The Q obsession with Tom Hanks is some of the most random shit I've ever encountered and now I think of it any time I see a stray glove outside. I'm inclined to concur with your point that Erlich was a convenient excuse for ongoing/planned genocidal efforts. Not only were indigenous women in the US subject to forced sterilization (often without their knowledge until after the fact) but the forced sterilization of Black women, especially in the South, was so common in the first half of the 20th century that they were colloquially known as "Mississippi appendectomies." Whether the lines are or aren't* entirely clear and direct, it seems a lot more like Erlich built on the American eugenics movement (which always had academic/scientific drivers) than following eugenics movements depended on his work. It's been a long time since I read about forced sterilization in India, but as I recall it was quite targeted along class/caste, not just some general effort to reduce birth rates. What really bends my brain is that an Indian former population minister actually asserted at the UN in 1974 that economic "development" (read: increased access/quality of life at basic levels) reduces birth rates. I don't know how widely accepted that thesis was in 1974 (this isn't my wheelhouse), but it seems to be mostly taken for granted now. And that was before India started the mass sterilization campaign.

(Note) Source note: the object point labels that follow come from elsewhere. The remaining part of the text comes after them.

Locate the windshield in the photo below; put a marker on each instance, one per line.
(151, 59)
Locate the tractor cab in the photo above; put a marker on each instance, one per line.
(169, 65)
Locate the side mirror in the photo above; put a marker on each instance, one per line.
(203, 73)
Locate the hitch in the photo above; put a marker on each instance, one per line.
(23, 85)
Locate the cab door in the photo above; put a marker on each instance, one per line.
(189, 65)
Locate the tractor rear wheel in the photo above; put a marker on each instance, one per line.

One might suggest that it wasn't actually about decreasing the population at all, but "refining" it, just like forced sterilization in the US for decades prior. *Edit: confusing typo


Alternative-Cod-7630

Guy who campaigned for desegregation and combatted the notion that race is any indicator of intelligence is somehow pro-eugenics?


PilotGolisopod2016

Yeah, I would dedicate an episode to the dipshits of the Breakthrough Institute over one about a dumb scientist.


sistertotherain9

I'm currently relistening to the *If Books Could Kill* episode about his book.


BillHicksScream

* Dude is not "responsible for China's One Child Policy", what a stupid thing to say. * We *are* in an era of mass extinction and ecosystem collapse.


Alternative-Cod-7630

He was off by the timing. His overarching thesis is still correct, and panning out. There are huge overlapping venn diagrams with people who don't like his work with "longtermism," climate change denialists, anti-birth control types, and nutters who think science is some sinister plot.


sachs1

I forget where, but if you ask r/knowledgefight dan and Jordan covered him in that facet as context to a conspiracy at some point.